MapReduce and Tez use the same logical programming paradigm, but Tez uses dataflow DAGs for resource optimization and data pipeline planning. This means that Tez provides an order of magnitude speed boost over MapReduce, but has the same overly rigid design limitations.

Other options I’ll look at in later posts are Spark, DataFlow, Storm, Heron and Flink.

Related Posts

six Comments

  1. Jeff On June 24, 2015 at 22:18

    when discussing the “tragedy” of timing for Tez re:Spark we should be careful not to conflate use cases. While apple indeed needed to fall far from the MR tree for ML augmented analytics, the ETL at petascale use cases rightly needed to stay nearer to MR roots. Too many Spark fanboys overlook the issues that remain. Tez has value in a post Spark era. In the world of big data, there is no one-size-fits-all solution.

    • Paige On June 25, 2015 at 13:48

      Very true. Tez doesn’t have the memory requirements and other weaknesses that hamper Spark in many types of implementations, which makes it ideal for some purposes that Spark isn’t great for. I tend to think in terms of more interactive types of applications, just because that has been my focus for a while. Large scale ETL is still a really important and tough job, and Tez is the best tool for that job at this time.

      Thanks for bringing the discussion over here from the Big Data, Low Latency group on LinkedIn.

  2. Paige On June 25, 2015 at 18:09

    Lots of good discussion on this post in the Big Data, Low Latency group on LinkedIn.

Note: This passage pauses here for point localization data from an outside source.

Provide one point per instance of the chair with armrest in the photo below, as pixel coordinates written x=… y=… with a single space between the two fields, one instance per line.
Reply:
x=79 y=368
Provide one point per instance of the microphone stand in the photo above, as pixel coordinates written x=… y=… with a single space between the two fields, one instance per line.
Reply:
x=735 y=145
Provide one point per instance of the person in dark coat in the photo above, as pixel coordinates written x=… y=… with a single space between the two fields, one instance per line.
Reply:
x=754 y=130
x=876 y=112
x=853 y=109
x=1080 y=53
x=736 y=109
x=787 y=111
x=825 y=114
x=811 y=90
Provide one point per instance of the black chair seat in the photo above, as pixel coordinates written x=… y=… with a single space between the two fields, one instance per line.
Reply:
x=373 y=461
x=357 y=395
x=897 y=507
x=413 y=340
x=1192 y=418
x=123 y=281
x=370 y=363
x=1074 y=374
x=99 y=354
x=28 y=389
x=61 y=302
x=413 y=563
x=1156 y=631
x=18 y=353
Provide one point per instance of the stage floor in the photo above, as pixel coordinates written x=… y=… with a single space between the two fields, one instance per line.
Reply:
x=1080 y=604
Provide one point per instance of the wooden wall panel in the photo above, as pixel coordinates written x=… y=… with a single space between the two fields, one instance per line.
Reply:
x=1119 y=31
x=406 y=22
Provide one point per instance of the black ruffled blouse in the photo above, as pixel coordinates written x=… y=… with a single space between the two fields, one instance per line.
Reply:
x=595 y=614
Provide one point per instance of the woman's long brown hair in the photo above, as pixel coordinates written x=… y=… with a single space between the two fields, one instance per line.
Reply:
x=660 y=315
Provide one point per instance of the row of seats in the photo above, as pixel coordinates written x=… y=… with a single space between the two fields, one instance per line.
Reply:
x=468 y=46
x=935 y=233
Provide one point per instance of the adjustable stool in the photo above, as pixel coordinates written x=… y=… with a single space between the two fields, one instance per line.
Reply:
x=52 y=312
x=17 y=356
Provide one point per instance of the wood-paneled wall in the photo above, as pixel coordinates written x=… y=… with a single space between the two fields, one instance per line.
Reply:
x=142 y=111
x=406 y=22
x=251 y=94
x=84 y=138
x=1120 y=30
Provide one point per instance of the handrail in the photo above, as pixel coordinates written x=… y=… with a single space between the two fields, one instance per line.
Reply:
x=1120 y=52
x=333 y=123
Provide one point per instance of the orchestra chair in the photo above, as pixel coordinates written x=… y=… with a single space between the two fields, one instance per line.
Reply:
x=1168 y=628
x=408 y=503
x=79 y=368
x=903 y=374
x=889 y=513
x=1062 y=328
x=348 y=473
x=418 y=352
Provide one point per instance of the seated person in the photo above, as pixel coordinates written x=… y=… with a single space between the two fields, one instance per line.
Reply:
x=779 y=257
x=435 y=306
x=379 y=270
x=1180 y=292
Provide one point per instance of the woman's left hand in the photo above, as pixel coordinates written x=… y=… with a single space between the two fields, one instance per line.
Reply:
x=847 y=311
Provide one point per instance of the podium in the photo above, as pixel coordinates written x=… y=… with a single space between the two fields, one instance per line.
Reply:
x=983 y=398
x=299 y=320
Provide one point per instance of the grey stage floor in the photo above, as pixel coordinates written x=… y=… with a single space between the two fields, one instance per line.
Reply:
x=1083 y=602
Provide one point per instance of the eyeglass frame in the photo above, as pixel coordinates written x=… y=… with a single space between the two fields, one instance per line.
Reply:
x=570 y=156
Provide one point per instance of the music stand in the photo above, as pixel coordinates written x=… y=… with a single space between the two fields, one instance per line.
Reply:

  3. Majid Azimi On July 6, 2015 at 13:30

    There two amazing points about Tez:
    1. It runs old map reduce code just fine with better performance. Huge amount of code has been written until now and converting them to spark would take too much time. Any legacy code built by cascading and crunch runs on Tez without changing a single line of code.
    2. God bless Tez installation. Just copy Tez jars into HDFS and there you go.

    • Paige On July 6, 2015 at 23:13

      Very true. Backwards compatibility with existing legacy apps and interfaces is a huge advantage.

  4. Orval Kidd On July 30, 2015 at 3:33

    Thanks for sharing the information, Paige!
    Thing I love about Tez is that it brings you nice and smooth performance even though the code is reduced. You know, like Majid said, it’s really hard to convert huge amount of code since the process will waste too much time.